Don't worry, I expected some level of resistance to a change of this magnitude, plus this requires a very different way of thinking so I planned on having to explain it, I tried to cover everything in the document, but that's impossible to do :)

This is VERY similar to the existing security implementation, and very similar to other security APIs out there (JSecurity, Spring Security, etc). The slight differences are:

Easier to understand and follow. Reading the new permission string format, you can see what is being checked. Nothing is hidden. The logic used to determine granular access control it defined on the permission itself. No more guessing where permission logic is located.

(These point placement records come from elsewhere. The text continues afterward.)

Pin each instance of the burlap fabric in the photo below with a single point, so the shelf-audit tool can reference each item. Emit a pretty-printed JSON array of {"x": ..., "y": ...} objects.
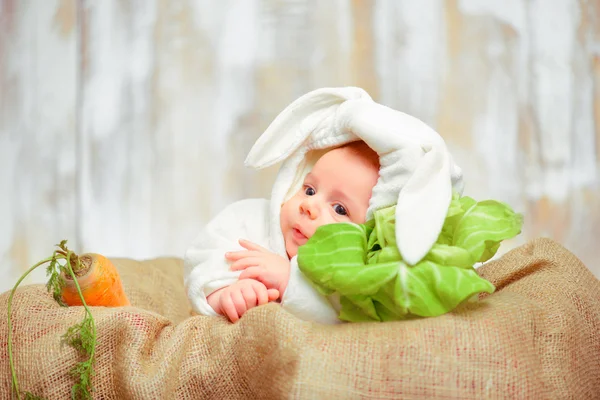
[{"x": 536, "y": 337}]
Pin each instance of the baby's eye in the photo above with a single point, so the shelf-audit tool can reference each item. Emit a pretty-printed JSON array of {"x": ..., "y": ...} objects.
[
  {"x": 340, "y": 209},
  {"x": 309, "y": 191}
]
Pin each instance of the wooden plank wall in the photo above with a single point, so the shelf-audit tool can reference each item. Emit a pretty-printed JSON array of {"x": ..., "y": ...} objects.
[{"x": 124, "y": 124}]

It is much easier to extend, create seed data which overwrites the default permission logic references and use your own custom logic to determine access. No need to override service definitions or patch code (well once the migration is complete) or comment out ECAs.

So, now my questions for you are: What is missing? What does this new API NOT do, which you are looking for?


Andrew


On May 1, 2009, at 4:37 PM, Adrian Crum wrote:

I read the Auto-Grant section. The question is, where is the seed data shown in your code example located? If it's it the SFA component, then the permissions are still spread around. All that has changed is instead of having permission-modifying SECAs in components, you have permission-modifying seed data in components. How was anything "centralized?"

I don't mean to pour cold water on your enthusiasm, it's just that I don't see where anything is being added or improved. It looks basically the same, only slightly different.